A friend had visited an old age home and I was so touched by the gesture that I promised to be a part of whatever her next venture would be. A visit was planned to a children's home, a juvenile centre for children in conflict with the law and a shelter home. There were children there who had been abused by several men, several times. Cases of elopement and abandonment, missing children. Children who have recently been shifted from hospital after a crime against them. So much innocence has been robbed of them. Yet, the couple of hours that we spent with them doing mundane activities brought such powerful emotions in them. That excitement, the laughs, and the hugs. I could see how much they craved a loving touch and how scared they were of it. No person let alone a child should go through such a traumatic experience. The sweet voices confirming our return gave me a lot to think about. It taught me more than anything to be selfless. It showed me the strength of my presence, my warmth and my smile. It made me believe in something.

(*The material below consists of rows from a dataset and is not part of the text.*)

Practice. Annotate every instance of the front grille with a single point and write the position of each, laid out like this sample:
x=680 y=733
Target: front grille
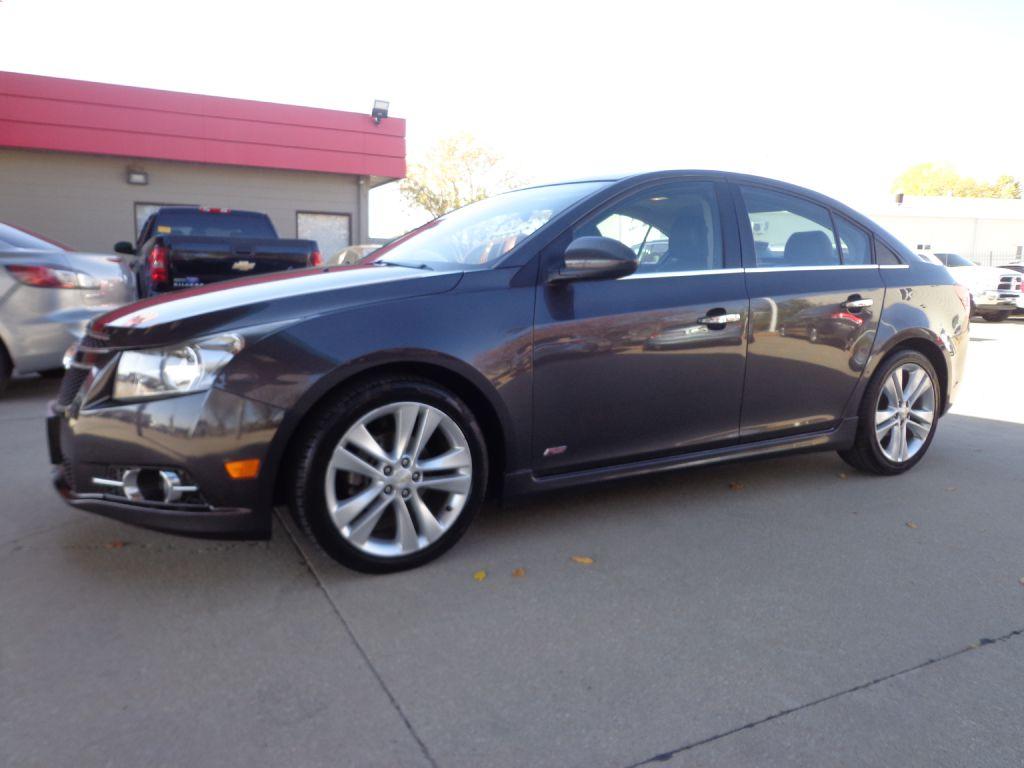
x=88 y=355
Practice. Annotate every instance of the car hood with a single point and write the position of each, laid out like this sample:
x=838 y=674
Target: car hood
x=262 y=300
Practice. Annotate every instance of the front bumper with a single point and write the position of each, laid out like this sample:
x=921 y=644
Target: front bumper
x=194 y=435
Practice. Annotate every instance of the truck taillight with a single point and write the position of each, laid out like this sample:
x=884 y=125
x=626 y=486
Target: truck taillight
x=50 y=276
x=159 y=273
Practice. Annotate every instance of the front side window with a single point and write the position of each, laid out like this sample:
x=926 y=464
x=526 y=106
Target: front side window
x=480 y=233
x=671 y=228
x=788 y=231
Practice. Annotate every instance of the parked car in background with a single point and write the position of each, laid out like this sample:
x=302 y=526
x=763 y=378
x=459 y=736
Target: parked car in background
x=1017 y=266
x=995 y=291
x=187 y=247
x=507 y=348
x=48 y=292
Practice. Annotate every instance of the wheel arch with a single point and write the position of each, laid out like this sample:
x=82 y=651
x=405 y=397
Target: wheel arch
x=494 y=423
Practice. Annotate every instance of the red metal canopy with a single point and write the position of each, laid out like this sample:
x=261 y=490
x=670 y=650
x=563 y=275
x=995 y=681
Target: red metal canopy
x=43 y=113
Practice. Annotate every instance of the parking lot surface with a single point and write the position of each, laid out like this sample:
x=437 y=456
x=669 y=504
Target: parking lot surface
x=788 y=612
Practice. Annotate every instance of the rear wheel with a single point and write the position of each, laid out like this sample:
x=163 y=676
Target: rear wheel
x=390 y=474
x=897 y=417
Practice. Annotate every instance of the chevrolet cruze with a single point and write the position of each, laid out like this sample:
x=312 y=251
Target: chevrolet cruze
x=544 y=338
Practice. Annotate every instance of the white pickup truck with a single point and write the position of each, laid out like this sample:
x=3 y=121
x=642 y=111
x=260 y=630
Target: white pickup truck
x=995 y=293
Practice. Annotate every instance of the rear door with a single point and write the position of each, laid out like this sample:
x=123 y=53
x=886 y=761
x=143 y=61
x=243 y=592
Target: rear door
x=814 y=311
x=640 y=367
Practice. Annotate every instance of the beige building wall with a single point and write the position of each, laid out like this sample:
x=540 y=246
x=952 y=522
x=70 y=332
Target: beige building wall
x=86 y=202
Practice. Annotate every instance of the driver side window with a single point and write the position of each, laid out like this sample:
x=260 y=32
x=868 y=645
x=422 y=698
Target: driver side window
x=672 y=228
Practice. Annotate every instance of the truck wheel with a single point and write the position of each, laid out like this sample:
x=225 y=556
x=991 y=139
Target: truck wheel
x=389 y=474
x=897 y=416
x=5 y=368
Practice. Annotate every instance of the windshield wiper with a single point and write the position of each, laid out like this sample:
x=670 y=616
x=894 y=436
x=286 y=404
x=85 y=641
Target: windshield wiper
x=408 y=266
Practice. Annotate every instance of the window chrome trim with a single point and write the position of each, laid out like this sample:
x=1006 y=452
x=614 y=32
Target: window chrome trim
x=815 y=268
x=763 y=269
x=684 y=273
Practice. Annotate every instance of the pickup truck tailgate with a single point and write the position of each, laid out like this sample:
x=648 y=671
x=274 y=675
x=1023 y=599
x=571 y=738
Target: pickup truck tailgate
x=199 y=261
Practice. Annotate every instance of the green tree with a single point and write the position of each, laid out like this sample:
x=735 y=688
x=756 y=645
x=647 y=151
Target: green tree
x=930 y=179
x=456 y=171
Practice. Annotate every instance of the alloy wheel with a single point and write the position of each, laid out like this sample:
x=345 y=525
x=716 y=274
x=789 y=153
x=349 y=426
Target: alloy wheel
x=398 y=478
x=905 y=413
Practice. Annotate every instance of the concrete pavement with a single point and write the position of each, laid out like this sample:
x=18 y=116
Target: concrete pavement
x=781 y=612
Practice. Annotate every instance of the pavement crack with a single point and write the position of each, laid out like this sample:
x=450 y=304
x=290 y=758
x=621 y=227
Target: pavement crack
x=667 y=756
x=355 y=642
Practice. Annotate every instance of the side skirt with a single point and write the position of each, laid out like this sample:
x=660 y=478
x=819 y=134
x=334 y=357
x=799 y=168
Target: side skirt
x=525 y=482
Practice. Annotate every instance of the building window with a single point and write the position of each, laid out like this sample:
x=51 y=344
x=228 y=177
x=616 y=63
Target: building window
x=331 y=230
x=144 y=210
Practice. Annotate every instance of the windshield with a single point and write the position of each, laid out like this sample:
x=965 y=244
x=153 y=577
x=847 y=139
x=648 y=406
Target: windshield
x=19 y=240
x=478 y=235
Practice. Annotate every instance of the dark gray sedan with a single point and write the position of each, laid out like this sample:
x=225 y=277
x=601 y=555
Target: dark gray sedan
x=515 y=345
x=48 y=293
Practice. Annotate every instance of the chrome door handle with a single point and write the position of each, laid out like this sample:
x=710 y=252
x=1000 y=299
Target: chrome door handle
x=858 y=303
x=719 y=320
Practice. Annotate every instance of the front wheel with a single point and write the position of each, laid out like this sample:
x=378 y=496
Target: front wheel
x=390 y=474
x=897 y=417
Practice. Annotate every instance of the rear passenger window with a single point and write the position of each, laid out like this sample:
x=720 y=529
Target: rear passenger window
x=854 y=243
x=788 y=230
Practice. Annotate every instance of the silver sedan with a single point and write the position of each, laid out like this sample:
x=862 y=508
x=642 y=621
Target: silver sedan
x=48 y=293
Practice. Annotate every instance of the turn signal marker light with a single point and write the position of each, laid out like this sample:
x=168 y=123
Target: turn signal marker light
x=246 y=469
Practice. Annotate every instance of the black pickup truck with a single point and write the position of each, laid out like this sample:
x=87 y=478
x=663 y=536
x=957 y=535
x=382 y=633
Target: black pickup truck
x=184 y=247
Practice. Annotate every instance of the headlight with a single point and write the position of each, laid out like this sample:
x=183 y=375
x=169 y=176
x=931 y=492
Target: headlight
x=176 y=370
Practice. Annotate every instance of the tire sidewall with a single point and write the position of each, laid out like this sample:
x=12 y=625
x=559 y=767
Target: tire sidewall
x=332 y=429
x=870 y=403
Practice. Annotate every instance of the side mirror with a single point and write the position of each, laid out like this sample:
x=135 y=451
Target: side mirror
x=595 y=258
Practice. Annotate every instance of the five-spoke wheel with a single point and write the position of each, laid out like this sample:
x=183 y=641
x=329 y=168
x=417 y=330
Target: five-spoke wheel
x=390 y=474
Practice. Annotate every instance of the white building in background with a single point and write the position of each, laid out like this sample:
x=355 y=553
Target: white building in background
x=986 y=230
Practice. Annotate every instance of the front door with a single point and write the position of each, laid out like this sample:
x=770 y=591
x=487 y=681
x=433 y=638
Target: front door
x=651 y=364
x=814 y=311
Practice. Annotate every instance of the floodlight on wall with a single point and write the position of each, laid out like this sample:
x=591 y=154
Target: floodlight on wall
x=379 y=111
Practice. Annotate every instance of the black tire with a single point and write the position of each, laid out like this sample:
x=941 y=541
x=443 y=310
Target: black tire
x=866 y=454
x=316 y=443
x=6 y=368
x=994 y=316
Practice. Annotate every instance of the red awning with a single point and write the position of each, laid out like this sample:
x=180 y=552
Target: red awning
x=42 y=113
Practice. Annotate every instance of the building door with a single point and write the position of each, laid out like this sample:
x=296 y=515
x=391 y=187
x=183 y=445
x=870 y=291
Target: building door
x=331 y=230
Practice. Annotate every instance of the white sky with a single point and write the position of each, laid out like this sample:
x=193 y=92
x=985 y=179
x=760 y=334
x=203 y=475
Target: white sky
x=840 y=96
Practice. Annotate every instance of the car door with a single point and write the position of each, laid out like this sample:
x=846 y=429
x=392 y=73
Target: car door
x=651 y=364
x=814 y=311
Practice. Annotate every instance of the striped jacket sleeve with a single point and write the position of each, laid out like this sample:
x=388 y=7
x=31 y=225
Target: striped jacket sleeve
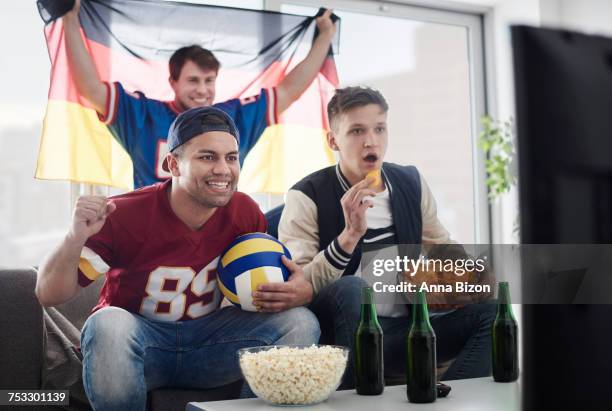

No matter how much pain I am going through, whatever intensity of struggle I am going through, it felt nothing compared to them. The pain seemed to vanish when I held them, spent time with them, hugged them, spoke to them. The pain didn't matter. I think they gave me more than I was able to give them. They gave me courage, they showed me what bravery is. They showed me that life goes on no matter what. They showed me how much more I can contribute to this world, even if it the tiniest thing like my time that I devoted to these kids. After a long time, I was truly happy. It was reflective on my face and after the longest time I slept like a baby.